Approximate $k$ NN Queries

Most of the work on $k$ NN queries assumes that the data is disk-resident and can be scanned multiple times. However, such work is not suitable for processing data streams that typically require a one-pass algorithms as the data is not stored on disk and it is too large to fit in main memory. So, queries on data streams do not have access to the entire data set and query answers are typically approximate.

Bern et al. [Ber93] presented a quadtree based algorithm to answer approximate NN queries. The approximate answer guarantees that the distance from the query point to the returned point is at most $12.d^{1/2}$ times the distance from the query point to any other point in the data structure where $d$ is the dimensionality. However, their approach is limited to find only a single NN and they did not discuss the extension of their approach to answer $k$ nearest neighbors. Moreover, the relative error depends on the dimensionality $d$ .

Problem of $(1+\epsilon)$ -approximate $k$ NN queries was studied in [AM93]. Let $q.dist_k$ be the distance of $k^{th}$ actual nearest neighbor of $q$ from $q$ , an approximate $(1+\epsilon)k$ NN query is to find a set of objects $(1+\epsilon)k$ NN that contains $k$ objects so that $q_{(1+\epsilon)}.dist_k \leq q.dist_k\times(1+\epsilon)$ where $q_{(1+\epsilon)}.dist_k$ is the distance of $k^{th}$ object in $(1+\epsilon)k$ NN from $q$ . The relative error $\epsilon$ is a user specified constant. The algorithm proposed in [AM93] required exponential time in $d$ and linear space. Follow-up studies [AMN$^+$98,KOR98,LCGMW02] improved its time/space requirements.

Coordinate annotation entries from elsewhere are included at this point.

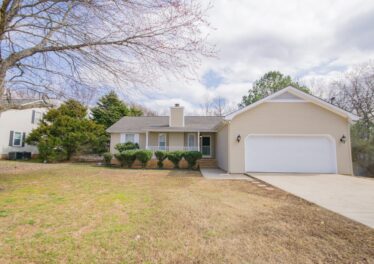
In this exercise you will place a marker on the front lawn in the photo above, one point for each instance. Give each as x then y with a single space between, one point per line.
72 213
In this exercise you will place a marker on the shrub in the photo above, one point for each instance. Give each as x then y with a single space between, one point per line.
126 158
50 150
120 157
129 157
126 146
107 158
143 156
175 157
161 156
192 157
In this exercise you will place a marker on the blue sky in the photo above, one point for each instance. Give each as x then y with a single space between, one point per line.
313 41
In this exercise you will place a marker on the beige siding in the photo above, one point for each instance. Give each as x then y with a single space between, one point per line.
17 121
176 140
153 138
288 118
114 140
222 148
142 140
176 116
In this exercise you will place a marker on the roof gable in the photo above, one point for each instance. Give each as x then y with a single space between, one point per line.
291 94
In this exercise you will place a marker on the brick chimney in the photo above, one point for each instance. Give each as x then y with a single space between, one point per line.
176 118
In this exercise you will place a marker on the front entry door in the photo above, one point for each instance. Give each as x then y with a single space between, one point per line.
205 146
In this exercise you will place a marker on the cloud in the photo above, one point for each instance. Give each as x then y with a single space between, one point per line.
309 40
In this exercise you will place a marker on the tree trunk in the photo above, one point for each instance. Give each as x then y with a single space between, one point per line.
2 83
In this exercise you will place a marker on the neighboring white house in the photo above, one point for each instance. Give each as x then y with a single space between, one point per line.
16 124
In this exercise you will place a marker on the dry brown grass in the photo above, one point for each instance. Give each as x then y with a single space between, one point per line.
83 214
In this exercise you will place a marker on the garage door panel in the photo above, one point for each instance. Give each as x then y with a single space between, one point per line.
308 154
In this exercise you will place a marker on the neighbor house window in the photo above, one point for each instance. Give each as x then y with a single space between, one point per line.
36 117
162 141
17 139
130 137
191 140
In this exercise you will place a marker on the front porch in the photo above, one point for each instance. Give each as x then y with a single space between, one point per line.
185 141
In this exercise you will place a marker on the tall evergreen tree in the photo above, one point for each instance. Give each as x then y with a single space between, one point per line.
65 131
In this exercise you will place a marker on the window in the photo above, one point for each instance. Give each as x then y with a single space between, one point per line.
130 137
36 117
191 140
17 139
162 141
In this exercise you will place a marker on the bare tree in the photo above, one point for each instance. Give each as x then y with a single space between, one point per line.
355 92
61 47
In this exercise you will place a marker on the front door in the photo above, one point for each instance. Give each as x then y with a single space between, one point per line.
205 146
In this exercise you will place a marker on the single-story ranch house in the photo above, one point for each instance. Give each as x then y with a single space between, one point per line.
288 131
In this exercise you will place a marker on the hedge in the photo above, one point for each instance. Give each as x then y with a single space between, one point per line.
127 157
161 156
143 156
191 157
126 146
107 158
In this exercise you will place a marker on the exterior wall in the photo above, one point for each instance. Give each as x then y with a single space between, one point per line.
18 121
222 148
288 118
115 138
176 117
142 140
176 140
212 142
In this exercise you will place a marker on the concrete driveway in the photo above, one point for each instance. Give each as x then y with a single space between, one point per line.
350 196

Koudas et al. [KOTZ04] were the first to propose a solution to approximate $k$ NN queries with absolute error bounds. Given a dataset $P$ , a query point $q$ and a user specified value $e$ , they find a set $ek$ NN that contains $k$ points in $P$ such that for any $p'\in ekNN$ there exists a point $p\in kNN$ (the actual $kNN$ set) such that $dist(p',q)\leq (dist(p,q)+e$ ). Their technique is called DISC (aDaptive Indexing on Stream by space-filling Curve). They partition the space into a grid so that the maximum distance between any two points in any cell is at most $e$ . To avoid storing all the points arriving in system, they keep only $K\geq k$ objects in each cell $c$ and discard the rest. They prove that the exact $k$ NN search on these stored objects corresponds to a valid $e$ kNN answer over the original data set. DISC indexes the data points with a B-tree that uses a space-filling curve mechanism to facilitate fast updates and query processing. The index can be adjusted to either 1) optimize memory utilization to answer $e$ kNN queries under certain accuracy requirements or 2) achieve the best possible accuracy under a given memory constraint. DISC can process both snapshot and continuous $e$ kNN queries.